Sniffer is an unoriginally-named packet sniffer with the unique ability of determining which application a packet is coming from (or going to). At the moment it is little more than a prototype to prove that the idea works.
Like many packet sniffers, Sniffer is split into two applications: the GUI and the capture tool. The GUI launches the capture tool as root when needed and communicates with it via a CFMessagePort.
The capture tool uses
libpcap to do the actual packet capturing. When
libpcap tells the capture tool about a packet, it uses
libproc to search through all of the running processes, trying to find a process with a socket that matches. Since multiple processes can have access to the file descriptor for a socket, we simply return the first one found. This may limit the usefulness of the tool for your needs, but works well in most cases.

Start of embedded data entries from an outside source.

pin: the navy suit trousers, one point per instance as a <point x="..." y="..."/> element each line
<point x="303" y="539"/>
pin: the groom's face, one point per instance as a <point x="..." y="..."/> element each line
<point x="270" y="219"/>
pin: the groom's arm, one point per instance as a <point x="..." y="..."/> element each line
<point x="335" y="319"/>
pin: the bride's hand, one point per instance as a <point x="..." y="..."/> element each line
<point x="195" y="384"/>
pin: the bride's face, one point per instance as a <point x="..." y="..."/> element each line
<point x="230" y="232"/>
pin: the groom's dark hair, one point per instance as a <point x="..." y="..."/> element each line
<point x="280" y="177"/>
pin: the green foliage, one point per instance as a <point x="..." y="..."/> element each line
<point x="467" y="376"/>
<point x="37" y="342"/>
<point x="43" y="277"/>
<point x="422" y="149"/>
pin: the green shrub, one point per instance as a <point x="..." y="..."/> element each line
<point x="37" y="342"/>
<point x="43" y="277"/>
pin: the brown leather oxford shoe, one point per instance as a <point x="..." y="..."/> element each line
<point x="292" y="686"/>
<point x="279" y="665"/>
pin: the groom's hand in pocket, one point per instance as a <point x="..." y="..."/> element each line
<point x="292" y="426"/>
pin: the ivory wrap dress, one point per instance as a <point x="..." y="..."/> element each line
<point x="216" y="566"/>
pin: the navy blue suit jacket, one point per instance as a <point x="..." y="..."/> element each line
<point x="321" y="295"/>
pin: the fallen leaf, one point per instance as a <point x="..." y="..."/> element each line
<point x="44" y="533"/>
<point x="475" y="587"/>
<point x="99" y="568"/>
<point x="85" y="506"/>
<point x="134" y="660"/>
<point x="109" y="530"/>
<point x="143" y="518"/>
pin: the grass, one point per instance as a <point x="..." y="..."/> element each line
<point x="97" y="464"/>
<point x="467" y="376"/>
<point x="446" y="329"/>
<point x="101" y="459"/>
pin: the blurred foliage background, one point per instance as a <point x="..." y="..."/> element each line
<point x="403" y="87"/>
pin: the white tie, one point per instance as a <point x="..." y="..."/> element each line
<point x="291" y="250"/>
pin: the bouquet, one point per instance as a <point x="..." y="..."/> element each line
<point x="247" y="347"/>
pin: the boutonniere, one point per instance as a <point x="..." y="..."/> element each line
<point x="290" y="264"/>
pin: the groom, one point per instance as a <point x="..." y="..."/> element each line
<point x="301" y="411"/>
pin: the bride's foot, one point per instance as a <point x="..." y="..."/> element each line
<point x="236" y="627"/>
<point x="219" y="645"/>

- remove hardcoded use of "en1" from the capture tool
- add more endpoint matching (TCP/IPv6, UDP, etc)
- remove Hex Fiend binary from the repository
- provide a decent user interface
- export capture as pcap
Sniffer is released under the GPLv2 license.
Even though it is perfectly legal under the license, I urge you not to distribute binaries of Sniffer. The problem is that
libproc is not ABI-compatible across Mac OS X releases (or even architectures of the same release). Distributing binaries could result in versions of the application that simply crash when launched on any version of the OS other than the one you built for.